When: Opening reception: 7 p.m.–10 p.m. Saturday, June 9; on view June 2–July 1
Where: Rosalux Gallery, 1400 Van Buren St. NE
‘Instagram and the Artist’s Studio’
Before social media, artists had to promote themselves and their art by sending out slides or CDs or by building their own website. But the rise of Instagram has drastically changed the experience of the way artists around the world promote their work — and how the public views art. Instagram also functions as a creative space for artists to curate and offer a behind-the-scenes glimpse into their process.

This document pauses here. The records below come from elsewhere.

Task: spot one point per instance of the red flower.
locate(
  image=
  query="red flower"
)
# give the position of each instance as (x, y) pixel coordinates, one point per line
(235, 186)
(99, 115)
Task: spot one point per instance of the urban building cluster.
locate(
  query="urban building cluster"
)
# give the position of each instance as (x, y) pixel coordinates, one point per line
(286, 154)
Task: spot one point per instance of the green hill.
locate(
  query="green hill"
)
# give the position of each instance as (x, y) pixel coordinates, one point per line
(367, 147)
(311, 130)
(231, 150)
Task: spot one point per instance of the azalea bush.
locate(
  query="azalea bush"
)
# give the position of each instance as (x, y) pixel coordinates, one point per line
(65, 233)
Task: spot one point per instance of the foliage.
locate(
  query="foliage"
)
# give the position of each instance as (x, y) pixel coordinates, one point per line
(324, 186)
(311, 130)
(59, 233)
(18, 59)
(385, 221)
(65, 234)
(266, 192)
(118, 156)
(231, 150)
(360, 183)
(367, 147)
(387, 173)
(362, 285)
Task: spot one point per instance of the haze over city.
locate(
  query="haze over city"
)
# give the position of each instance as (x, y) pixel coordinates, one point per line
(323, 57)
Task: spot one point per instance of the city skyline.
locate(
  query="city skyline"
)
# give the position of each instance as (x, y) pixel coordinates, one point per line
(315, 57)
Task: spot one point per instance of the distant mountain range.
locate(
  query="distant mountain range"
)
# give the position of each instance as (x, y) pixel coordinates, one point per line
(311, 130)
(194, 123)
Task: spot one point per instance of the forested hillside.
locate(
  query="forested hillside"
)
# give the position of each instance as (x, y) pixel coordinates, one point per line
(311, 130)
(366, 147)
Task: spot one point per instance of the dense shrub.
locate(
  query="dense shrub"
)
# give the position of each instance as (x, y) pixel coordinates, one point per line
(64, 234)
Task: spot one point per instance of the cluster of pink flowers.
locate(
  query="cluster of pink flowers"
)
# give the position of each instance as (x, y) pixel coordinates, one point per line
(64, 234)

Many artists also make work that only exists in a virtual online environment or specifically for their social media network. “Instagram and the Artist’s Studio” explores the ways ten different artists and artist collectives utilize Instagram through installation that offer an enlarged visual presence that challenges the perception of social media and its relationship to art.
When: Opening reception: 6 p.m.–9 p.m. Friday, June 8; on view June 8–July 15
Where: Minneapolis College of Art and Design, 2501 Stevens Ave.